I don’t personally think that the United States Constitution, as a document, is a particularly strong example of such an instrument in the 21st century. If you made a serious and open-minded comparison between our constitution and those of other successful and stable contemporary republics, ours would look significantly flawed. I know this sounds like heresy at a time when all the Republican presidential hopefuls agree: “America is stupendously great, awesomely great, so great that ‘great’ doesn’t begin to describe its greatness–and Obama just doesn’t get it.” But the way the Constitution frustrates accountability by dividing power seems highly problematic, not to mention the unequal representation in the Senate, lack of basic positive rights, and so on.

And yet here is a way in which I am quite conservative. Regimes or polities are organic wholes that develop slowly but can quickly go bad. One idiosyncratic but well-established aspect of the American polity is our veneration for the written text of the Constitution, which extends to piety about its authors and even the locations where they lived and wrote.

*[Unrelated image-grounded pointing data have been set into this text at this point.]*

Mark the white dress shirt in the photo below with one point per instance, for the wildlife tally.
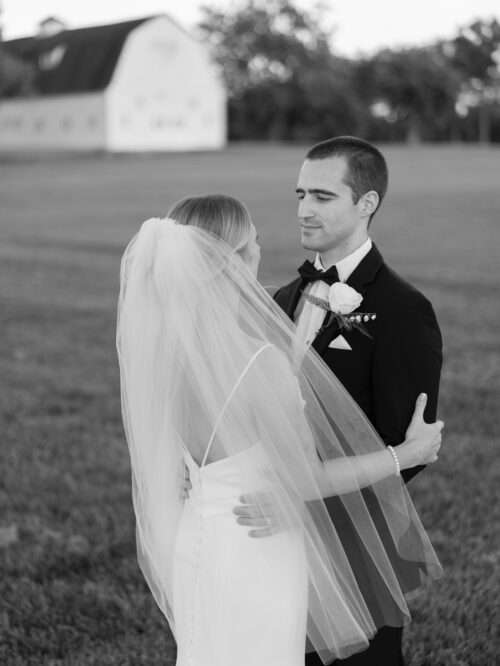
(309, 317)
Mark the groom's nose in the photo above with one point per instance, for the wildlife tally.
(304, 210)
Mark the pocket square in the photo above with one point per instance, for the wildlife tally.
(340, 343)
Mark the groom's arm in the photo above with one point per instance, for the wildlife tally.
(407, 361)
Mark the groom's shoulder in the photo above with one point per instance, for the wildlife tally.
(284, 291)
(398, 291)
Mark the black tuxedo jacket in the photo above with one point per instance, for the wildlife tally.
(384, 373)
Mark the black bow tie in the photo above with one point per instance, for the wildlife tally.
(310, 273)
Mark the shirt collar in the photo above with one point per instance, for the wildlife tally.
(347, 265)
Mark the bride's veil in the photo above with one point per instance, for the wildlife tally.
(204, 350)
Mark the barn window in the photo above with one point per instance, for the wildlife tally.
(53, 58)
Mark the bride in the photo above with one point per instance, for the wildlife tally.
(214, 378)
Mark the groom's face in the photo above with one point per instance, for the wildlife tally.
(328, 216)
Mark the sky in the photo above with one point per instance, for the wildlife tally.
(361, 25)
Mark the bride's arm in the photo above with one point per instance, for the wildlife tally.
(347, 474)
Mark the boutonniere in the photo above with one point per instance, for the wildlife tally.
(341, 303)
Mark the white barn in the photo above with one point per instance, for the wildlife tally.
(143, 85)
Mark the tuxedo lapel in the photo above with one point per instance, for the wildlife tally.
(366, 271)
(291, 297)
(363, 275)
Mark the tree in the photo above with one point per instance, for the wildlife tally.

This civic religion could not be transplanted to other democracies. But neither can all aspects of their political orders be imported here.

We could have a constitutional convention and rewrite the whole text, but the results would not necessarily be better; I fear they would be worse. The Constitution that we have frustrates some forms of good government but also prevents many forms of tyranny. Our polity, taken as a whole, has strengths and much potential for gradual improvement. For those reasons, a degree of reverence for the Constitution may be healthy–although I wouldn’t hide any of its flaws from students.

at Montpelier

Montpelier, VA–I am getting ready to sleep on the property of Montpelier, James Madison’s house. His Georgian/Federalist mansion is at the top of the nearby hill, overlooking horse fields and the Blue Ridge Mountains. Past his Greek temple “folly” and through some old-growth woods, you get to the guest house where I am staying. Tomorrow, colleagues and I will be discussing civic education in the very place where the Constitution was conceived–and about 100 field and household slaves labored to support the man who wrote it. On this spring night early in the 21st century, all is quiet.